The nature of Canadian Parliament is changing. More grassroots parties, both regional and national, are popping up, and earning some degree of public support. It is not despite those parties, but because of them, that we must continue to respect this representation tradition. Three of the last four Federal elections resulted in minority Parliaments. It is very likely that the next one will be, as well. And in minority Parliaments, 'fringe' parties can have a greater significance - it is conceivable that Federal policies could be made or broken by the votes of 'fringe' parties.
And so we need to hear from them. It's crucial for our democracy.
As a footnote, I might be persuaded that parties created on the floor of the House of Commons, as the Greens arguably were in 2008 and as the SD is now, might be an exception. (The Greens had a strong support base before then, though, whereas the SD can't show any level of grassroots support whatsoever from election results.) Otherwise a hard-and-fast 'representation' rule could be open to abuse, with every independent deciding to form his or her own party. (Don't get me wrong, I like Brent Rathgeber, a Conservative-turned-Independent MP from Alberta, and I think people would be well-advised to listen to him, but I wouldn't support him entering a leaders' debate.)

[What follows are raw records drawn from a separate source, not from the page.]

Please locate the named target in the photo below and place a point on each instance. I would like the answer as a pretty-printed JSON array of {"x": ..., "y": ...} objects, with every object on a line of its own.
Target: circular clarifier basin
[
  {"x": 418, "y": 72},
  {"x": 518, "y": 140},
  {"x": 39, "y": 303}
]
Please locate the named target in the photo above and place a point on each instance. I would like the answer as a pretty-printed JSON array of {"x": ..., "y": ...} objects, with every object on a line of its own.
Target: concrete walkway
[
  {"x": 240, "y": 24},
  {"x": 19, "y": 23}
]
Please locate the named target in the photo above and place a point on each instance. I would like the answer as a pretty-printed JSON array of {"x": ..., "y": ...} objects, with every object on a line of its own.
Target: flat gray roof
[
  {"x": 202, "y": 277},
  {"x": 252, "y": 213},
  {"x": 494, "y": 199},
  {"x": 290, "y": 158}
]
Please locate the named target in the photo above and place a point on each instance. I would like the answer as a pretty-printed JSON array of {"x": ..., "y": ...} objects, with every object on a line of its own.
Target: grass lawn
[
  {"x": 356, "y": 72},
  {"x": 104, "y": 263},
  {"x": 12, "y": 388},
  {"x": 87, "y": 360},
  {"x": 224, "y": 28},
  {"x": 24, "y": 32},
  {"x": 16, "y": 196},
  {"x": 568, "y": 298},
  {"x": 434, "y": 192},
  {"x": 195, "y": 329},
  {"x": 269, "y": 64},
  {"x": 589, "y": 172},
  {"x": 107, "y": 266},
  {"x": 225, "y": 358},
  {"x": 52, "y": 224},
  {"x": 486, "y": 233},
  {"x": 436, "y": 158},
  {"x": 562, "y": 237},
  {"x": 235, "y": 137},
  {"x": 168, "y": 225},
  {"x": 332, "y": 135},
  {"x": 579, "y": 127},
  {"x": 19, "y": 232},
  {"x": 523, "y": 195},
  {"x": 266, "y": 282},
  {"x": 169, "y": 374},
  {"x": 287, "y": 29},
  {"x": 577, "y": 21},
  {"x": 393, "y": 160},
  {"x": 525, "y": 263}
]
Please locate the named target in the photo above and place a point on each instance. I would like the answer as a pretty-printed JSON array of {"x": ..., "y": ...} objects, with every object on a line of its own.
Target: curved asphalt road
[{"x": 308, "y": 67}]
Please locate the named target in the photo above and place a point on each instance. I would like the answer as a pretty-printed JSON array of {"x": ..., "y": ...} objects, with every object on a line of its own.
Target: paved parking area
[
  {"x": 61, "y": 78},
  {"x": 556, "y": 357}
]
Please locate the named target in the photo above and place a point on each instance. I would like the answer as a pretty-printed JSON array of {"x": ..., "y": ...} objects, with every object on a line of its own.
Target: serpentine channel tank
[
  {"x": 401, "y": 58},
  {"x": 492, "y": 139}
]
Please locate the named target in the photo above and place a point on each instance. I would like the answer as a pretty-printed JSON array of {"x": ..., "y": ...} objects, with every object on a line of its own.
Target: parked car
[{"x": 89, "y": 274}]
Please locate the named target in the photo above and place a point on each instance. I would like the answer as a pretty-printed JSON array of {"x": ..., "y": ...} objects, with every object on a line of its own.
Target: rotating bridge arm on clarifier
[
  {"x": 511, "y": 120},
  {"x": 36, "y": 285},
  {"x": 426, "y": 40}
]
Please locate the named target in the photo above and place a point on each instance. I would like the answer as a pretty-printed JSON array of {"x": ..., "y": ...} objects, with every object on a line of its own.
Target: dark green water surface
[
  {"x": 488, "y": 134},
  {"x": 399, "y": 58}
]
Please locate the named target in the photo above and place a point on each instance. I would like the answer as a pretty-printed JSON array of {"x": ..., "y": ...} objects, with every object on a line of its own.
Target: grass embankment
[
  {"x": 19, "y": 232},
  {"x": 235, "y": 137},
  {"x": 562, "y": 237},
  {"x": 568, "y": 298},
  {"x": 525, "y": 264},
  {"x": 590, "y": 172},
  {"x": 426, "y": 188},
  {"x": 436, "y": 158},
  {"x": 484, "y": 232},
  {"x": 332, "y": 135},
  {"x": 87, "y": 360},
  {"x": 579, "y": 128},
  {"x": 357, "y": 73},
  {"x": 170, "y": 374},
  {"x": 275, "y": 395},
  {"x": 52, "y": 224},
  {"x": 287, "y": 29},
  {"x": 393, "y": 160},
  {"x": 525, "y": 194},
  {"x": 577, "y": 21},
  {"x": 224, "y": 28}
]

Elizabeth May is Worth Including
Those of you who have watched both debates, as I did, noticed a few stark differences between them. Firstly, the Macleans format was just all-around better. Paul Wells was an effective moderator, guiding the debate well but staying out of it, whereas the Globe debate was marked by various free-for-alls of all three talking over each other.
But the biggest difference was Elizabeth May. On most policy areas, she absolutely shone in the Macleans debate. While the other leaders were largely sticking to talking points, she looked unscripted, but was rapidly firing off various accurate and important facts, and checking the other leaders' facts on the spot. She was sharp, and looked like the one with the best grasp of the issues, all around. She was the only one who showed up looking to have an adult conversation about the issues facing Canada, and the debate was immeasurably better for her participation.
I particularly liked her zinger that whomever advised Harper that his moratorium on Senate appointments is constitutional 'needs to go back to law school'. Because it's almost certainly true.
Her perspective was sorely missing at the Globe and Mail debate. And while she was 'live-tweeting' her responses to the various questions...well, firstly, it isn't the same. In a debate, she's putting a fact to Mr. Harper and asking him to respond to it; when live-tweeting, it's more like fact-checking. Secondly, if you were trying to follow the bedlam of the debate itself, it was pretty much impossible to watch May's video clips at the same time.
So, organizers of the Munk debate, invite Elizabeth May. She was elected to Parliament under the Green banner, as leader of a national party, with a wide support base across the country.
If you can't fit the leader of such a party into your debate format (whether or not that means you have to invite other leaders as well), then you have no business running a televised election debate in the first place.